Tuesday, 8 July 2025: 09:25
Location: FSE004 (Faculty of Education Sciences (FSE))
Oral Presentation
Anwesha CHAKRABORTY, Università di Urbino Carlo Bo, Italy
Fabio GIGLIETTO, Università di Urbino Carlo Bo, Italy
Giada MARINO, Università di Urbino Carlo Bo, Italy
The rise of inauthentic and coordinated online behavior of sharing links and posts to push a specific agenda has garnered significant academic attention in the last years. Information operations, particularly during crises, breaking news, and elections, often exploit coordinated networks of social media actors to spread deceptive content (Giglietto et al 2020; Giglietto et al 2023). Research on coordinated behavior detection today also needs to pay attention to visual content, particularly short-form videos, which can be rapidly generated and manipulated through generative AI technologies.

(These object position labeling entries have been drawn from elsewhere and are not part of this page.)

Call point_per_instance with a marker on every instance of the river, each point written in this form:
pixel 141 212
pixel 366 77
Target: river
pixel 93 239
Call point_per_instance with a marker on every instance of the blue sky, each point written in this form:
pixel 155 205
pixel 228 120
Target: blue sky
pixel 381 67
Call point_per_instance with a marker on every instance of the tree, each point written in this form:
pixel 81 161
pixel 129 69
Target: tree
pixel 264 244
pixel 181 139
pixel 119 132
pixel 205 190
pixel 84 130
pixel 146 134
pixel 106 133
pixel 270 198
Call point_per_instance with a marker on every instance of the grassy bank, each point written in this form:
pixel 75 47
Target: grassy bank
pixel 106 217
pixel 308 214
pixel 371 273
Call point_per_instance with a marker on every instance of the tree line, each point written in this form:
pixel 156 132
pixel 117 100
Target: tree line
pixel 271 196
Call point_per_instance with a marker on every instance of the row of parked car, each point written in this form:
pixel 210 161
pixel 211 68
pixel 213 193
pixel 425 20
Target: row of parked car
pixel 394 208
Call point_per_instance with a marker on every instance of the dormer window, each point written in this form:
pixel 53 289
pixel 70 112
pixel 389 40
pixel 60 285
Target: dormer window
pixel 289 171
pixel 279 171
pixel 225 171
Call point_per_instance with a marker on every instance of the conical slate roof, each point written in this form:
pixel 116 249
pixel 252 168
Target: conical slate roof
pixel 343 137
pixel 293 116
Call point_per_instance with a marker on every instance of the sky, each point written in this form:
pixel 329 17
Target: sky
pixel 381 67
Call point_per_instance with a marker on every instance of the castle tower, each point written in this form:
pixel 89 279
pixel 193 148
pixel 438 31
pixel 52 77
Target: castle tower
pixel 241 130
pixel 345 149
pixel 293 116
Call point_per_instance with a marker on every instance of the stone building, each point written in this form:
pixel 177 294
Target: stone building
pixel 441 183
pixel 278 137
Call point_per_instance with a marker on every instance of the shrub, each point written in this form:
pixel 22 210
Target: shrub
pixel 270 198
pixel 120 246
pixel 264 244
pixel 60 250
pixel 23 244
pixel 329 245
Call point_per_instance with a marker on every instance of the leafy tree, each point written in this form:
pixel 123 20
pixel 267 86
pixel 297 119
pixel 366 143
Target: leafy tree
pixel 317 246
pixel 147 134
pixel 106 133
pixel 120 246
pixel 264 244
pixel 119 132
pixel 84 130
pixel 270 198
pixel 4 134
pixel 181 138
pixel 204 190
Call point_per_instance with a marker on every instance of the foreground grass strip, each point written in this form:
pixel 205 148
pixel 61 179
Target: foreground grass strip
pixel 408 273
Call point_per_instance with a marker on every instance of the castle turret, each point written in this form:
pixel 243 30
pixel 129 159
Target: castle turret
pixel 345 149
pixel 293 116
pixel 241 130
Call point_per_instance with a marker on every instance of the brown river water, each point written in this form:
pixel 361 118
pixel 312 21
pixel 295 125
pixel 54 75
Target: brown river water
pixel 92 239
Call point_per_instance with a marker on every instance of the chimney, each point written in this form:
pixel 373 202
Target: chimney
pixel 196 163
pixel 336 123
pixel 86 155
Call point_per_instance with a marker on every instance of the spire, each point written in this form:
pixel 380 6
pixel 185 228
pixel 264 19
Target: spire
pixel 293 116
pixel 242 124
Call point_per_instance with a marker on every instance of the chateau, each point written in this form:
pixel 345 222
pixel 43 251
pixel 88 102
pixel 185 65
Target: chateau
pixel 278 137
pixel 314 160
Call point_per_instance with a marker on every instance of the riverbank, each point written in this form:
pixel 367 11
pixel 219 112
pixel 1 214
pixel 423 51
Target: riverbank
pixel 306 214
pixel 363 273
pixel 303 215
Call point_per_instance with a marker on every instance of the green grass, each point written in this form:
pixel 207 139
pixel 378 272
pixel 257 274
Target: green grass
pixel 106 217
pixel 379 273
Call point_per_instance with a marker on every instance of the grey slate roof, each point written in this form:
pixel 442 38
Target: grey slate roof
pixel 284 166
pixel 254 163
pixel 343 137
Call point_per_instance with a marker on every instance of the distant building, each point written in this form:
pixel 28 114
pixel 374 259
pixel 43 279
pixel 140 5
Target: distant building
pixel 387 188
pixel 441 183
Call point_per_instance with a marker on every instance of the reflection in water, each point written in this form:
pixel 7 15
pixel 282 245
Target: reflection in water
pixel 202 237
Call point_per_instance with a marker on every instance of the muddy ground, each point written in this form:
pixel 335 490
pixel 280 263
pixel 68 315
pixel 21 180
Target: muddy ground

Visual formats pose unique difficulties for detecting coordination, as methods for comparing and computing image similarity lag behind text-based analysis.

This paper employs the Vera AI Alerts system, which is being developed as part of a large European project, and which draws inspiration from previous works of Giglietto and colleagues (2020; 2023) to detect nefarious coordinated link sharing accounts. The primary data is derived from CrowdTangle API - gathered from October 2023 to August 2024 - which detected 7,068 coordinated posts, 10,681 coordinated links, and 2,126 newly identified accounts. The research highlights three specific examples of coordinated networks: exploited large groups (sexual content), casino engagement bait (financial content) and Putin fan groups (political content). Focusing on the last example, the paper applies an extended visual framing model inspired by Chakraborty and Mattoni (2023) - which studied political posts on Facebook by grassroots collective actors - to analyze the visual framing of posts generated by coordinated accounts. By adding new frames to this model, the study offers insights into the visual manipulation techniques employed in the dissemination of politically charged, inauthentic content on social media. These findings contribute to a deeper understanding of the intersections between (in)authenticity, coordinated behavior, and visual framing in the evolving landscape of online information warfare.